Hari yang sama, kekerasan juga terjadi di Provinsi Yala. Seorang pemuda Muslim,
berusia 22 tahun, tewas akibat ditembak orang yang naik kendaraan.
Nyawa seperti tidak berharga di Thailand Selatan ini. Setiap hari, ada saja
yang tewas tanpa diketahui siapa yang membunuhnya. Selama empat tahun ini saja,
menurut laporan pers, lebih dari 3.400 orang tewas akibat konflik di Thailand
Selatan. Beberapa foto dokumentasi memperlihatkan mayat bergelimpangan di bawah
senjata militer Thailand dan tatapan putus asa remaja berjilbab. Dengan senjata
terhunus, militer memaksa puluhan anak-anak muda Melayu tiarap di tanah dengan
kedua tangan diikat di punggungnya.
Foto-foto yang mudah ditemukan di berbagai laman internet memberi kesan telah
terjadi pembantaian dan pelanggaran hak asasi manusia besar-besaran di Thailand
Selatan--yang berpenduduk mayoritas Muslim--tanpa ada yang memedulikannya.
Pada 26 Oktober 2004 lalu, masih segar dalam ingatan, polisi Thailand
memasukkan pemuda-pemuda Melayu ke dalam truk dengan tuduhan melakukan
kerusuhan. Mereka diperlakukan bukan sebagai manusia, ditumpuk layaknya hewan.
Akibatnya, 78 orang tewas karena kehabisan napas. Media-media di negara-negara
Muslim, termasuk Indonesia, memberitakan peristiwa itu dan kemudian
melupakannya.
Konflik pemerintah pusat dengan masyarakat Melayu terjadi sejak Thailand
merampas kesultanan Melayu. Di selatan Thailand, terdapat empat provinsi yang
didiami Melayu. Provinsi tersebut, yakni Pattani, Yala, Narathiwat, dan
Songkhla. Pada awalnya, empat provinsi itu merupakan kerajaan Melayu Islam yang
berdaulat. Namun, pada 1826, Kerajaan Siam menaklukkan kerajaan Melayu itu.

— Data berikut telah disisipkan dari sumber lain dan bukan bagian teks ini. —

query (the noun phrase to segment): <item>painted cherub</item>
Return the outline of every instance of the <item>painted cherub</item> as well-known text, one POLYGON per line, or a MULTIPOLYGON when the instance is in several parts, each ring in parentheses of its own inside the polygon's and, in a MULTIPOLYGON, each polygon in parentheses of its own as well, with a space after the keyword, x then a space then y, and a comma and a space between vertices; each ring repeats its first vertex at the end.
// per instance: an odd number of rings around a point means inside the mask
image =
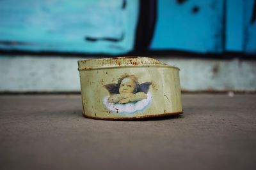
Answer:
POLYGON ((140 84, 135 75, 125 74, 118 79, 117 83, 104 85, 110 94, 108 102, 125 104, 147 99, 150 85, 151 82, 140 84))

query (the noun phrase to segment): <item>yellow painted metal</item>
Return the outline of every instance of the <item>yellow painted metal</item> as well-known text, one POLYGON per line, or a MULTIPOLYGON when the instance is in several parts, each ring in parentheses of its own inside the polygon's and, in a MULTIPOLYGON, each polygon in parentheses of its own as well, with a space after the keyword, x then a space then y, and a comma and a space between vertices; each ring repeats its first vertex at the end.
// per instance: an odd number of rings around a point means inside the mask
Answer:
POLYGON ((78 61, 83 115, 132 119, 182 113, 179 69, 148 57, 78 61))

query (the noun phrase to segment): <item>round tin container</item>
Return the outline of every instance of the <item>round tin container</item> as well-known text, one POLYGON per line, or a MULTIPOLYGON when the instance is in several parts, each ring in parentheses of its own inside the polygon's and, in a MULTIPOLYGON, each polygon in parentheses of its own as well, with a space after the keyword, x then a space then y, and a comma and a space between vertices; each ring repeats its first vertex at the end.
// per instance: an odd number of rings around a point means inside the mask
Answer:
POLYGON ((154 59, 78 61, 85 117, 138 119, 182 113, 179 69, 154 59))

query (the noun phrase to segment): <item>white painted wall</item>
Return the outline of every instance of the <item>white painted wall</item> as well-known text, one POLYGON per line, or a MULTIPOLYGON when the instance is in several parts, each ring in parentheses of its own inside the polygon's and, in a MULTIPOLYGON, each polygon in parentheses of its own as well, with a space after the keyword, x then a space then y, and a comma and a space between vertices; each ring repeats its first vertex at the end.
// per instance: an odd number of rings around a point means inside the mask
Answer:
MULTIPOLYGON (((256 60, 156 59, 180 69, 183 90, 256 91, 256 60)), ((79 92, 83 59, 1 55, 0 92, 79 92)))

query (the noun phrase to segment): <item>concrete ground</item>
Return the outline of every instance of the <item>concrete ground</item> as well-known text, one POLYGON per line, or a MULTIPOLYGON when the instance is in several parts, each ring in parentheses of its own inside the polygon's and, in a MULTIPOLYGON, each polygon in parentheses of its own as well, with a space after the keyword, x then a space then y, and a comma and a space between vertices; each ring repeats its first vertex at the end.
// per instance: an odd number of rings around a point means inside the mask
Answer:
POLYGON ((79 95, 0 96, 0 169, 256 169, 256 95, 184 94, 184 113, 81 115, 79 95))

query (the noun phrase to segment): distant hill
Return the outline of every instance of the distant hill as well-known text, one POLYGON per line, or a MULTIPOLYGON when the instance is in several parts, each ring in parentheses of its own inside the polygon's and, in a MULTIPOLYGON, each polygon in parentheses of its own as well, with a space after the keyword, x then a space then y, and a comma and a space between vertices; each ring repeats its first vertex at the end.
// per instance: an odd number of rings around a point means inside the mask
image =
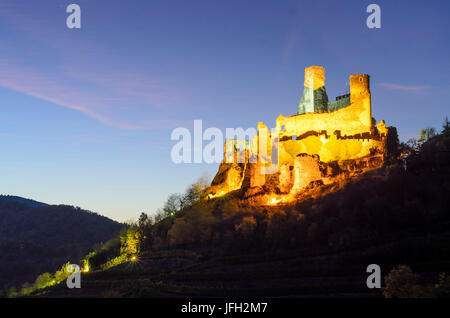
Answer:
POLYGON ((0 196, 0 289, 32 282, 67 261, 77 263, 122 227, 78 207, 0 196))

Pada 1902, Siam (kini Thailand) pun mendapatkan dukungan dari Inggris. Melalui
dukungan Inggris, Siam menghapuskan secara resmi sistem pemerintahan kesultanan
Melayu Pattani, meski tanpa persetujuan rakyat Melayu. Menurut situs wikipedia,
sejak penghapusan kesultanan Melayu Pattani, masyarakat Melayu dalam posisi
tertekan, lemah, dan diperlakukan bukan sebagai warga negara Thailand. Mereka
dikucilkan. Hak-hak mereka dihilangkan. Tokoh-tokoh pejuang dibunuh dan
dipenjarakan.
Akhir pekan lalu, kedua pihak duduk membahas perdamaian di Istana Bogor. Wakil
Presiden Jusuf Kalla yang bertindak sebagai mediator mempertemukan utusan
Pemerintah Thailand, Jenderal Kwanchart, yang juga penasihat militer perdana
menteri sebelumnya, Samak Sundaravej, dengan Ketua Delegasi Majelis
Permusyawaratan Rakyat Melayu Pattani, Wahyuddin Mohammad.
Berbekal mandat dari Pemerintah Thailand dan keinginan mendamaikan konflik,
Indonesia menempuh berbagai langkah. Hasilnya, pertemuan Bogor memperlihatkan
prospek cerah. Namun, tiba-tiba, Departemen Luar Negeri Thailand tidak mengakui
adanya pertemuan tersebut dan mengaku pemerintah sama sekali tidak terlibat.
Kini, jelas bagi kita yang beradab: selain tidak memiliki keinginan
menyelesaikan konflik yang mengakibatkan ribuan orang-orang Melayu tewas,
Thailand juga mempermalukan Indonesia--negara yang tulus membantu mereka!